Every now and then when setting up showing appointments a seller will just flat out say, No, you can’t show my house at the requested time. I will do my best to accommodate the seller since I know their household is being interrupted and they have a life outside of house showings.
The reasons given by the sellers tend to be consistent; my baby is napping, we were out of town and the house is a mess, the kids had a sleepover last night and there are 10 kids here, etc. However, the other day I was calling to set an appointment and had a seller tell me I couldn’t show his house because ‘it was too windy and he didn’t want to go outside to clean up the yard.’ Quite the excuse! I called the listing agent and mentioned the comment, as a listing agent knows possibly why this particular listing may not be selling.
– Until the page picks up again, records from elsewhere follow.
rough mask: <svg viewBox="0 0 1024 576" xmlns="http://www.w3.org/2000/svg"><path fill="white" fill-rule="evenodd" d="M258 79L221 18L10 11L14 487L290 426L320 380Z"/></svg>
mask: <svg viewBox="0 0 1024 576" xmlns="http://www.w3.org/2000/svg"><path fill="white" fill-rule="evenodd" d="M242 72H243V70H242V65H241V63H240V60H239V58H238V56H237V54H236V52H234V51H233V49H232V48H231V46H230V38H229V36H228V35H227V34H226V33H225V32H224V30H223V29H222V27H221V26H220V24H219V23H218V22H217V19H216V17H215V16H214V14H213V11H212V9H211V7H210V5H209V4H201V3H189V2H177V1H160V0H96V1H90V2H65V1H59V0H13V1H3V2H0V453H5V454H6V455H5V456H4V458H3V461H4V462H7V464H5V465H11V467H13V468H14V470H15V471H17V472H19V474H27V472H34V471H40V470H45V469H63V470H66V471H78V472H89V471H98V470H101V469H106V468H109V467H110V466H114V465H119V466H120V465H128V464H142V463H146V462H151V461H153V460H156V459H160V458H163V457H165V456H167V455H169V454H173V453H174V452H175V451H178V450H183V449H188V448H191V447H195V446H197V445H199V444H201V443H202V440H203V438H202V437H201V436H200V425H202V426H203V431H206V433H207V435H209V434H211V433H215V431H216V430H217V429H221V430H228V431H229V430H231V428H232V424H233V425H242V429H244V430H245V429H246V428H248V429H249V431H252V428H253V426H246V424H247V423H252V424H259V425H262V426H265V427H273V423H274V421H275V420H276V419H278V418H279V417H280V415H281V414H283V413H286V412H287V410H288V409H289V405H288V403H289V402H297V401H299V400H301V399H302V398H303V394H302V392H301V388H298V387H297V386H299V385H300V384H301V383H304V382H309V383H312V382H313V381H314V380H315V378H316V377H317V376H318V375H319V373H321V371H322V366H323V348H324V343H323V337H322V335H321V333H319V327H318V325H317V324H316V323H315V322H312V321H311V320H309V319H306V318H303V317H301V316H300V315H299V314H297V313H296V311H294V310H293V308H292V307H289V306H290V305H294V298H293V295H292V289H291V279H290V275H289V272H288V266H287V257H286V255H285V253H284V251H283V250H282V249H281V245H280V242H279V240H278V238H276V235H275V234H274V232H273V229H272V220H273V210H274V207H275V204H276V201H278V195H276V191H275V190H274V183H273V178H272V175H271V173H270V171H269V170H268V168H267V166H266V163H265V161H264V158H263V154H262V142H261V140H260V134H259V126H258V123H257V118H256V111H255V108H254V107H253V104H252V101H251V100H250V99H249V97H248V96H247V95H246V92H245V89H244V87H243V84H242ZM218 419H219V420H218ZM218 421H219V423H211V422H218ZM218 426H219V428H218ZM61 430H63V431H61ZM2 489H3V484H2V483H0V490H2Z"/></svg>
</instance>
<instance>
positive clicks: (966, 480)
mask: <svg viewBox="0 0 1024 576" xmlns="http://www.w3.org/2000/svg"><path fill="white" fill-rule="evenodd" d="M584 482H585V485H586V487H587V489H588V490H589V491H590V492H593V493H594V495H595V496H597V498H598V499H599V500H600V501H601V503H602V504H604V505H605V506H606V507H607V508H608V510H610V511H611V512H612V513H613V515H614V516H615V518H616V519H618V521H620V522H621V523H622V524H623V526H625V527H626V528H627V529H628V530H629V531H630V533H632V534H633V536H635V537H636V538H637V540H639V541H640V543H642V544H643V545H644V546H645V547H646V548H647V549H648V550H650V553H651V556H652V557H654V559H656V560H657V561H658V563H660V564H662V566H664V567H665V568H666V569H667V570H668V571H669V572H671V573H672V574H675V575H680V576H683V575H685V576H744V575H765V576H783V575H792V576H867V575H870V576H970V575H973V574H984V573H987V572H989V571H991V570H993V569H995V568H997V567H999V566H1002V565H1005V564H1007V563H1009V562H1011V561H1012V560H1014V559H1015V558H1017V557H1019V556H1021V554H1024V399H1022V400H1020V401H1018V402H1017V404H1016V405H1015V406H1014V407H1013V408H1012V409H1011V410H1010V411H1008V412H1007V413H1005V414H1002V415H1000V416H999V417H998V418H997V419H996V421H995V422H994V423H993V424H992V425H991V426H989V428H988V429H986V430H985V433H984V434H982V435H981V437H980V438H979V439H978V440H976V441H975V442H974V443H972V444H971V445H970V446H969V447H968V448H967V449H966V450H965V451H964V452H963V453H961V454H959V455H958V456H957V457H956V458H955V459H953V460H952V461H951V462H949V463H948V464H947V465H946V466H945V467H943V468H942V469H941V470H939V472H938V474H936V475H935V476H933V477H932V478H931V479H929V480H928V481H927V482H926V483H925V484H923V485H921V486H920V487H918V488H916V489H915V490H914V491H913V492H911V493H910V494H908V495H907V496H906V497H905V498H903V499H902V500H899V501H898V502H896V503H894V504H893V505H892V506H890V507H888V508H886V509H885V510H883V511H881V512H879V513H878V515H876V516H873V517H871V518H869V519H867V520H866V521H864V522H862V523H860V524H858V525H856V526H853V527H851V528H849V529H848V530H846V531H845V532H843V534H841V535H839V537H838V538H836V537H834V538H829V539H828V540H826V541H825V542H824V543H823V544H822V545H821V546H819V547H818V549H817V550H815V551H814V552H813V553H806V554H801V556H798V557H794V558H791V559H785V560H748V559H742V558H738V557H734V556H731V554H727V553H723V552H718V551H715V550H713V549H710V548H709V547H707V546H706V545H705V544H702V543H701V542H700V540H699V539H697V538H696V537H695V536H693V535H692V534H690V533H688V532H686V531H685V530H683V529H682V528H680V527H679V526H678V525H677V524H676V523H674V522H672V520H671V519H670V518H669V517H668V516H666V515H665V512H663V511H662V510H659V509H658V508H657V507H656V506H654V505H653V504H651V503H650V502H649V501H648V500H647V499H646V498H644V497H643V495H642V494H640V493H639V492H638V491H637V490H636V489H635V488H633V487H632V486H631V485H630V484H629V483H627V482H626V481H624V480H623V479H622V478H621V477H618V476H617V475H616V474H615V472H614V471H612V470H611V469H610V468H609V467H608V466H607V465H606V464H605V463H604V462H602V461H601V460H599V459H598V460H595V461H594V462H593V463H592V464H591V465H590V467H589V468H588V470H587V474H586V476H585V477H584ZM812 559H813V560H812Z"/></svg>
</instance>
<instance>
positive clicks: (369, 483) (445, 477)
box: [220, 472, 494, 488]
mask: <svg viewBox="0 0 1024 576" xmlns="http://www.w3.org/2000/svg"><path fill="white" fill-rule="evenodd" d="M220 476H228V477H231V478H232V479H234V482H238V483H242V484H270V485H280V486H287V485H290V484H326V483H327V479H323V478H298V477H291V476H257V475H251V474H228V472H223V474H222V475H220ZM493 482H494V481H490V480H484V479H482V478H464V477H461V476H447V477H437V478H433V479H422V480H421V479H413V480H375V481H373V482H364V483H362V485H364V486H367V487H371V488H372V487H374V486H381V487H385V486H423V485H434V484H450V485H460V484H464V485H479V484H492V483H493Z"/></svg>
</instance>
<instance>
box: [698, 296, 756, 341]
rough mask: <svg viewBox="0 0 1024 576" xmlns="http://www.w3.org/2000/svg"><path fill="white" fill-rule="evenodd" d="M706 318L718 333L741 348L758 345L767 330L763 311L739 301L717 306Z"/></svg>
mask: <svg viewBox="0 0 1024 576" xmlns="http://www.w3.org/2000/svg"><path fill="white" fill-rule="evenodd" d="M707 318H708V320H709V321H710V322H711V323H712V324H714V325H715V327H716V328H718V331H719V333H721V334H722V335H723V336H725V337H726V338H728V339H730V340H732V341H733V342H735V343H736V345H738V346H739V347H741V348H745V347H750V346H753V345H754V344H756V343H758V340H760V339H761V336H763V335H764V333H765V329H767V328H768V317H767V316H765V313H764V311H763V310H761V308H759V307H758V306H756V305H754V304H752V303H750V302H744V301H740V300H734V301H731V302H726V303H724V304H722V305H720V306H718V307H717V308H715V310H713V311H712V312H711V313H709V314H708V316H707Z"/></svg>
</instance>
The listing agent was perturbed, to put it mildly.
In my experience it seems the showing denials tending to come from sellers who have had their house on the market for a longer period of time and they are just burned out with their evening and weekends being disrupted. And I can’t blame them. As a listing agent, when there is a sense of this is going on with sellers listing agents need to take this as an opportunity to sit down with the seller and discuss the pricing of the house, look to see if there is an obvious turnoff to buyers, or possibly it’s time to pull the house off the market and just not sell right now.



Overpriced listings definitely tend to say "no" to a showing more so that others, simply because they have been on the market for so long, they don't see the benefit in ANOTHER showing.
Thank you
I have seen the same. The longer a home stays on the market the less cooperative the sellers can become. There is a disturbance to normal family life but there is simply no way around that.
Now that we do not have the tax incentive, sellers will be lowering their price a heck of a lot quicker. All the buyers bought prior to last week!